TRAINING

This notebook finetunes T5 for summarization of BillSum documents. Pull in train / valid data (which was created in the load data notebook) and then follow the Low Ram guidelines from class notebook to train the model without Colab crashing. Save model weights to drive so we can access them for inference.

In [None]:
# mount to colab
from google.colab import drive
drive.mount('/content/drive')

Mounted at /content/drive


In [None]:
!pip install datasets
!pip install transformers
!pip install sentencepiece

Installing collected packages: sentencepiece
Successfully installed sentencepiece-0.1.99


In [None]:
import os
import re
import numpy as np
import pandas as pd

import tensorflow as tf
from tensorflow import keras
from tensorflow.keras import layers

from transformers import AutoTokenizer  , TFAutoModel
from transformers import T5Tokenizer, TFT5ForConditionalGeneration
from pprint import pprint

In [None]:
# load in training and valid data
train_file = "drive/MyDrive/266project/billsum_train.csv"
valid_file = "drive/MyDrive/266project/billsum_valid.csv"

train_data = pd.read_csv(train_file)
valid_data = pd.read_csv(valid_file)

In [None]:
#train_data
train_data.drop('Unnamed: 0', axis = 1)
valid_data.drop('Unnamed: 0', axis = 1)


Unnamed: 0,orig,target,title
0,SECTION 1. ENVIRONMENTAL INFRASTRUCTURE.\n\n ...,Amends the Water Resources Development Act of ...,To make technical corrections to the Water Res...
1,That this Act may be cited as the ``Federal Fo...,Federal Forage Fee Act of 1993 - Subjects graz...,Federal Forage Fee Act of 1993
2,SECTION 1. SHORT TITLE.\n\n This Act may be...,. Merchant Marine of World War II Congression...,Merchant Marine of World War II Congressional ...
3,SECTION 1. SHORT TITLE.\n\n This Act may be...,Small Business Modernization Act of 2004 - Ame...,To amend the Internal Revenue Code of 1986 to ...
4,SECTION 1. SHORT TITLE.\n\n This Act may be...,Fair Access to Investment Research Act of 2016...,Fair Access to Investment Research Act of 2016
...,...,...,...
3264,SECTION 1. PLACEMENT PROGRAMS FOR FEDERAL EMPL...,Public Servant Priority Placement Act of 1995 ...,Public Servant Priority Placement Act of 1995
3265,SECTION 1. SHORT TITLE.\n\n This Act may be...,Sportsmanship in Hunting Act of 2008 - Amends ...,"A bill to amend title 18, United States Code, ..."
3266,SECTION 1. SHORT TITLE.\n\n This Act may be...,Helping College Students Cross the Finish Line...,Helping College Students Cross the Finish Line...
3267,SECTION 1. SHORT TITLE.\n\n This Act may be...,Makes proceeds from such conveyances available...,Texas National Forests Improvement Act of 2000


In [None]:
# preprocess function
max_length = 168
prefix = 'summarize: '

def preprocess_data(text_pairs, tokenizer, model, max_length= max_length):
    orig_text = [prefix + orig for orig, target in text_pairs]
    orig_encoded = tokenizer.batch_encode_plus(
        orig_text,
        max_length=max_length,
        padding='max_length',
        truncation=True,
        return_attention_mask=True,
        return_tensors='tf'
    )

    orig_input_ids = np.array(orig_encoded["input_ids"], dtype="int32")
    orig_attention_masks = np.array(orig_encoded["attention_mask"], dtype="int32")

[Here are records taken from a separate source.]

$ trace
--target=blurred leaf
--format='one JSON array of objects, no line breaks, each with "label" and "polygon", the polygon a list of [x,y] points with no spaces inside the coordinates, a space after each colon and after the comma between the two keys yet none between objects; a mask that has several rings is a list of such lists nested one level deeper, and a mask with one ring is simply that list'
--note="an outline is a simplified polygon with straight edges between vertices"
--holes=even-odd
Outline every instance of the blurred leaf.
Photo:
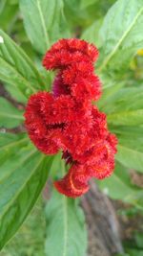
[{"label": "blurred leaf", "polygon": [[127,252],[130,256],[143,256],[143,250],[128,248]]},{"label": "blurred leaf", "polygon": [[127,168],[143,173],[143,151],[124,145],[118,145],[117,150],[116,159],[120,163]]},{"label": "blurred leaf", "polygon": [[63,0],[20,0],[26,32],[40,54],[67,35],[63,8]]},{"label": "blurred leaf", "polygon": [[23,122],[23,111],[18,110],[6,99],[0,97],[0,127],[15,128]]},{"label": "blurred leaf", "polygon": [[[83,256],[86,254],[86,229],[77,200],[55,190],[46,206],[46,255]],[[56,246],[55,246],[56,244]],[[82,244],[82,245],[81,245]]]},{"label": "blurred leaf", "polygon": [[137,126],[143,124],[143,109],[133,111],[122,111],[118,113],[112,113],[108,115],[108,122],[110,124],[119,126]]},{"label": "blurred leaf", "polygon": [[95,2],[97,2],[98,0],[81,0],[80,2],[80,6],[81,6],[81,9],[85,9],[91,5],[93,5]]},{"label": "blurred leaf", "polygon": [[15,86],[28,98],[31,93],[44,89],[43,80],[29,57],[3,31],[0,36],[0,80]]},{"label": "blurred leaf", "polygon": [[0,1],[0,27],[4,31],[10,32],[18,12],[17,3],[10,0]]},{"label": "blurred leaf", "polygon": [[127,170],[116,164],[114,174],[98,181],[99,187],[112,199],[121,199],[134,205],[143,212],[143,193],[141,189],[132,185]]},{"label": "blurred leaf", "polygon": [[101,65],[123,69],[143,44],[143,1],[118,0],[108,12],[100,31]]},{"label": "blurred leaf", "polygon": [[81,35],[81,39],[87,40],[91,43],[95,44],[97,47],[100,47],[101,42],[98,36],[98,32],[101,27],[101,23],[102,19],[94,21],[83,32],[83,34]]},{"label": "blurred leaf", "polygon": [[137,247],[143,249],[143,232],[135,232],[134,239]]},{"label": "blurred leaf", "polygon": [[26,137],[15,138],[14,134],[0,134],[0,249],[33,206],[47,180],[51,159],[38,152]]}]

    target_text = [target for orig, target in text_pairs]
    target_encoded = tokenizer.batch_encode_plus(
        target_text,
        max_length=max_length,
        padding='max_length',
        truncation=True,
        return_tensors='tf'
    )

    label_ids = np.array(target_encoded['input_ids'])
    decoder_input_ids = model._shift_right(label_ids)

    return [orig_input_ids, orig_attention_masks, decoder_input_ids], label_ids

####################


In [None]:

class DataGenerator(tf.keras.utils.Sequence):

    def __init__(self,
                 tokenizer,
                 model,
                 n_examples,
                 data_filename,
                 max_length=128,
                 batch_size=16,
                 shuffle=True):

        self.tokenizer = tokenizer
        self.model = model
        self.n_examples = n_examples
        self.data_filename = data_filename
        self.max_length = max_length
        self.batch_size = batch_size
        self.shuffle = shuffle

        # Initialize row order, call on_epoch_end to shuffle row indices
        self.row_order = np.arange(1, self.n_examples+1)
        self.on_epoch_end()

    def __len__(self):
        # Return the number of batches in the full dataset
        return self.n_examples // self.batch_size

    def __getitem__(self, idx):
        batch_start = idx * self.batch_size
        batch_end = (idx + 1) * self.batch_size

        # Indices to skip are the ones in the shuffled row_order before and
        # after the chunk we'll use for this batch
        batch_idx_skip = self.row_order[:batch_start] + self.row_order[batch_end:]
        df = pd.read_csv(self.data_filename, skiprows=batch_idx_skip)

        text_pairs = df[['orig', 'target']].values.astype(str).tolist()

        batch_data = preprocess_data(
            text_pairs,
            self.tokenizer,
            self.model,
            self.max_length
        )

        return batch_data

    def __call__(self):
        for i in range(self.__len__()):
            yield self.__getitem__(i)

            if i == self.__len__()-1:
                self.on_epoch_end()

    def on_epoch_end(self):
        if self.shuffle:
            self.row_order = list(np.random.permutation(self.row_order))


In [None]:
model_name = 't5-base'
tokenizer = AutoTokenizer.from_pretrained(model_name)
t5_model = TFT5ForConditionalGeneration.from_pretrained(model_name)

For now, this behavior is kept to avoid breaking backwards compatibility when padding/encoding with `truncation is True`.
- Be aware that you SHOULD NOT rely on t5-base automatically truncating your input to 512 when padding/encoding.
- If you want to encode/pad to sequences longer than 512 you can either instantiate this tokenizer with `model_max_length` or pass `max_length` when encoding/padding.
All PyTorch model weights were used when initializing TFT5ForConditionalGeneration.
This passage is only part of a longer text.